The year 2015 will be the hottest on record. You’ve probably heard that by now. What does not receive media attention is that 2015 is likely to also bring a dramatic peaking record in global anthropogenic CO2 emissions, if we add ‘land use change’ [a nice phrase for slash & burn] to global fossil fuel emissions [to the atmosphere of course there's little difference]. Again all this adds to a very dramatic background to the Paris climate negotiations at the end of this year.
The above image was captured by a NASA satellite last week and shows large parts of South East Asia (Borneo, Sumatra, Singapore) covered in a brown haze of soot and other air pollution derived from Indonesian forest fires, which has now also reached Thailand. These slash & burn forest fires are provoked by an El Niño-induced drought that is set to continue over the months ahead. In its intensity the end-2015 Super El Niño resembles that of end-1997, when uncontrolled forest fires over Borneo and Sumatra added billions of tonnes of extra CO2 to the atmosphere.

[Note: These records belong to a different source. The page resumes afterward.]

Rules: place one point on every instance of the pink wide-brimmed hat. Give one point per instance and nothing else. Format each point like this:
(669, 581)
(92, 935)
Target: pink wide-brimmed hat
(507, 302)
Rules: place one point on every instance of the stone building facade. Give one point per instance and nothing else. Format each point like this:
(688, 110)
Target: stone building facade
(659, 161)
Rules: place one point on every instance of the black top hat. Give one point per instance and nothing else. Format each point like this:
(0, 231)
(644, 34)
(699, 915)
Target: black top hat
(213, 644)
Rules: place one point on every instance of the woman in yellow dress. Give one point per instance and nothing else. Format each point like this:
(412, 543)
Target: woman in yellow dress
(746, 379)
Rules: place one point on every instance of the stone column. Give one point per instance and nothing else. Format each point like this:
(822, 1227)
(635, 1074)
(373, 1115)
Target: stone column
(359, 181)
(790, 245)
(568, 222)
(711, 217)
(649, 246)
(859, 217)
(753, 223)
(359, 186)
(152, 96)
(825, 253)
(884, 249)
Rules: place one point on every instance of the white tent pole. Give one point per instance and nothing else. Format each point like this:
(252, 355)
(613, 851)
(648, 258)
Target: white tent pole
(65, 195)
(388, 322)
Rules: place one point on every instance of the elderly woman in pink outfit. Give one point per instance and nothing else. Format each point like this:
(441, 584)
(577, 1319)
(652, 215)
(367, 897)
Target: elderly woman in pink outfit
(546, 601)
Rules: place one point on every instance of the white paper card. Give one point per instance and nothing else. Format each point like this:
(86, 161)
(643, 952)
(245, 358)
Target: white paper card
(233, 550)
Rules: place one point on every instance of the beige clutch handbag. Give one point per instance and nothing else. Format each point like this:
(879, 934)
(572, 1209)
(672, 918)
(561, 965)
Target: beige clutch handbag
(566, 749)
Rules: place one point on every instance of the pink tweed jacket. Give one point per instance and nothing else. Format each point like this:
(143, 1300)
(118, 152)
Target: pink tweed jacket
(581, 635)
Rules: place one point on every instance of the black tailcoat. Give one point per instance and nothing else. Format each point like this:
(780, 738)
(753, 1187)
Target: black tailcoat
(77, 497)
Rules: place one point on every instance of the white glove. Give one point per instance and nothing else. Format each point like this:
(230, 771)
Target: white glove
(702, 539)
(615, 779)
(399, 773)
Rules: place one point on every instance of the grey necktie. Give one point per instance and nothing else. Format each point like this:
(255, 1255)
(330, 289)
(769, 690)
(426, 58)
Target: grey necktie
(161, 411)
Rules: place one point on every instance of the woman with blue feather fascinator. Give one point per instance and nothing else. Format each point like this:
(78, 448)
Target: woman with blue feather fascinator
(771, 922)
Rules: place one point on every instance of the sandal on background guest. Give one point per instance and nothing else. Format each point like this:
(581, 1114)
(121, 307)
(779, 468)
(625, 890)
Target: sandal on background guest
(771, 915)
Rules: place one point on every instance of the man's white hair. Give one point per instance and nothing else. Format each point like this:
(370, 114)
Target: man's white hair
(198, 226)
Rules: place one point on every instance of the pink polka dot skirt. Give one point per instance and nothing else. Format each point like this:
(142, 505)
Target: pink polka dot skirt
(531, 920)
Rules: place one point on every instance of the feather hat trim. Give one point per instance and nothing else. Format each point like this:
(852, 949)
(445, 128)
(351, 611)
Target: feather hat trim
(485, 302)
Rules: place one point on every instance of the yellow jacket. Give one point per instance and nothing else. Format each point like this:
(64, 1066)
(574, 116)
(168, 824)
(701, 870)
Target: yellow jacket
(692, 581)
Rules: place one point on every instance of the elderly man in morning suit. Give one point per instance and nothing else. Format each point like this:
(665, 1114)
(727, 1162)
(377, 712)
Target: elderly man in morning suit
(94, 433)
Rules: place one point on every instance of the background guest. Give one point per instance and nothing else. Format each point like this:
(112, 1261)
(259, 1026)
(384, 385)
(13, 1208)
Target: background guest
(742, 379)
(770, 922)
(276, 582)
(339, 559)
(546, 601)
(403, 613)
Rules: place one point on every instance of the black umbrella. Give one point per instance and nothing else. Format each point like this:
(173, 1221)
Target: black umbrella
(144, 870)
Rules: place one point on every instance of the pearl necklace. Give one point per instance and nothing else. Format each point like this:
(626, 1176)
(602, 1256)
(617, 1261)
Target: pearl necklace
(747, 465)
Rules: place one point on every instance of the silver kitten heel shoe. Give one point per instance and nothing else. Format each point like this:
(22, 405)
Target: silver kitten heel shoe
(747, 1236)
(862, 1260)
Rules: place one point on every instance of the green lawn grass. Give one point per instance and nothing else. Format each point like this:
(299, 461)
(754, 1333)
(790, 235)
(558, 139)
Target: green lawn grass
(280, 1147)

Large parts of Borneo and Sumatra are (still) covered by tropical peat land rainforests. These peat forests lie on relatively flat ground – sought after for palm oil plantations. Whenever prolonged drought strikes ‘forest clearing’ becomes an easy job: Just light a match.

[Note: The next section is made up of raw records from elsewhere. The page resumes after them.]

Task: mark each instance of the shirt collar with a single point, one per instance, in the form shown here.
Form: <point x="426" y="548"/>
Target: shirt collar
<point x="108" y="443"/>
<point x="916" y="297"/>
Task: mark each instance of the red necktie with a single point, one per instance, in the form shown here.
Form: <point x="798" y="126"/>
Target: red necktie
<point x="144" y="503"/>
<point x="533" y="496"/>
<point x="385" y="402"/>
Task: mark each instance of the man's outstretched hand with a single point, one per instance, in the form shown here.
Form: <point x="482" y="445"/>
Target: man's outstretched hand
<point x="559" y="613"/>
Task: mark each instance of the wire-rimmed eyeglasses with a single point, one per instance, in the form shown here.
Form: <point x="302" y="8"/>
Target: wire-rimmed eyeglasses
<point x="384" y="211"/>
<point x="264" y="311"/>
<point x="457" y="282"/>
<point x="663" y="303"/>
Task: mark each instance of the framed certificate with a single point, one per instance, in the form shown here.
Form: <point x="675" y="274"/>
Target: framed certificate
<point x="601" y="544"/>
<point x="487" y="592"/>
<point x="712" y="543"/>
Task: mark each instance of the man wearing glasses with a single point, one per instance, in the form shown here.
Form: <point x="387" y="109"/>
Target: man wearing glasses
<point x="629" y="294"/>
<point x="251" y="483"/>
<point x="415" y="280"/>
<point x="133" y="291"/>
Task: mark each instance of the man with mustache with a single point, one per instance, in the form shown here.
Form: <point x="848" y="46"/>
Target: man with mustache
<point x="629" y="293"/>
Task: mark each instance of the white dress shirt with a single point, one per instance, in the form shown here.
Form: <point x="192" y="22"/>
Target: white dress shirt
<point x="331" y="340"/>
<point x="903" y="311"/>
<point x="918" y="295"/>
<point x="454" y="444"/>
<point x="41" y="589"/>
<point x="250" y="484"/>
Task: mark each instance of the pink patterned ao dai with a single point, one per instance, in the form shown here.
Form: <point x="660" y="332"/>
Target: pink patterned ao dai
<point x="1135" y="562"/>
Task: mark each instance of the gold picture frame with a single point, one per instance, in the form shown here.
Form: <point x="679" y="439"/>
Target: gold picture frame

The fact that these Indonesian rainforests have thick peat layers as soil actually makes them impressive carbon stores. Problem with the forest fires is that not only the live vegetation burns, but also the peaty soils smolder, sometimes for months on end, releasing far larger amounts of CO2 to the atmosphere than the initial forest fire emitted.
Burning peat soils are the carbon problem
In 2002 a research group led by the University of Leicester published a study in Nature of the carbon emissions of the 1997 Indonesian forest fires. Judging by satellite and field measurements they concluded the burning peat soils released more carbon than the burning vegetation – about 4 to 5 times as much.
Altogether during the end-1997 El Niño these researchers estimated Indonesian forest fires emitted about 0.81 and 2.57 gigatonnes of carbon. As one tonne of carbon equates to 3.67 tonnes of CO2, the 1997 Indonesian peat forest fires emitted between 2.97 and 9.43 billion tonnes of CO2.
If you would relate that to the global CO2 emissions from fossil fuel use of 2014, which amounted to 32.3 billion tonnes – Indonesian forest fires during the current Super El Niño have the potential to add 10-29% of extra CO2 to the world’s fossil fuel-related emissions.
It could be better – it could also be worse
Indeed, the current Indonesian forest fires could develop differently under the current El Niño than they did during the 1997 El Niño. Firefighters could be more effective and things could be better. Land hunger could be larger still and things could be worse.
One thing to add is that this year it is not just Borneo that is experiencing a drought. There is also one developing in the world’s largest rainforest: the Amazon. And as we recall from a couple of years ago, Amazon droughts can also release massive amounts of CO2.